Tuesday, November 24, 2009

Investment in high-rise residences remains promising

Tuesday, November 24, 2009 3:35
The Jakarta Post
Tikam Sujanani , Contributor , Jakarta | Tue, 10/21/2008 11:28 AM | Supplement

Traffic congestion is a nightmare for residents of Jakarta. With productive time being wasted on the road, an inability to spend time with the family, increasing fuel prices and a lack of comfortable public transportation, people living in the suburbs of Jakarta are facing difficulties.

Living in an apartment close to your workplace, school or shopping center is the dream of most Jakartans. That's why the construction of apartment buildings has been favorably welcomed by the government, major developers and the broad community.
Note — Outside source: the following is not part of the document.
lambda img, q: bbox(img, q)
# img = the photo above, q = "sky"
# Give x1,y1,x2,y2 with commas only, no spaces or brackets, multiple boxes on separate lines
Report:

Indeed, living in an apartment has recently become a lifestyle phenomenon. Facts show that the construction of apartments is gaining intensity and frequency from year to year.

Most of the projects launched in the second quarter of this year were government-subsidized apartments. As sales prices are set by the government, this type of residence is not immediately affected by increases in the prices of building materials and fuel. They continued to enjoy high take-up due to their attractive prices. Challenges, therefore, emerged for developers to deliver these projects with many constraints.

A number of apartments within mixed-use developments continued to be launched, following our outlook in the previous periods. Exclusive upper-segment apartments with a limited number of units were also seen entering the pre-sales market.

The majority of existing apartments were still coming from middle segment developments, which represent approximately 62.5 percent of the total existing units. Meanwhile, the proportion of upper segment developments increased significantly by 3.8 percent.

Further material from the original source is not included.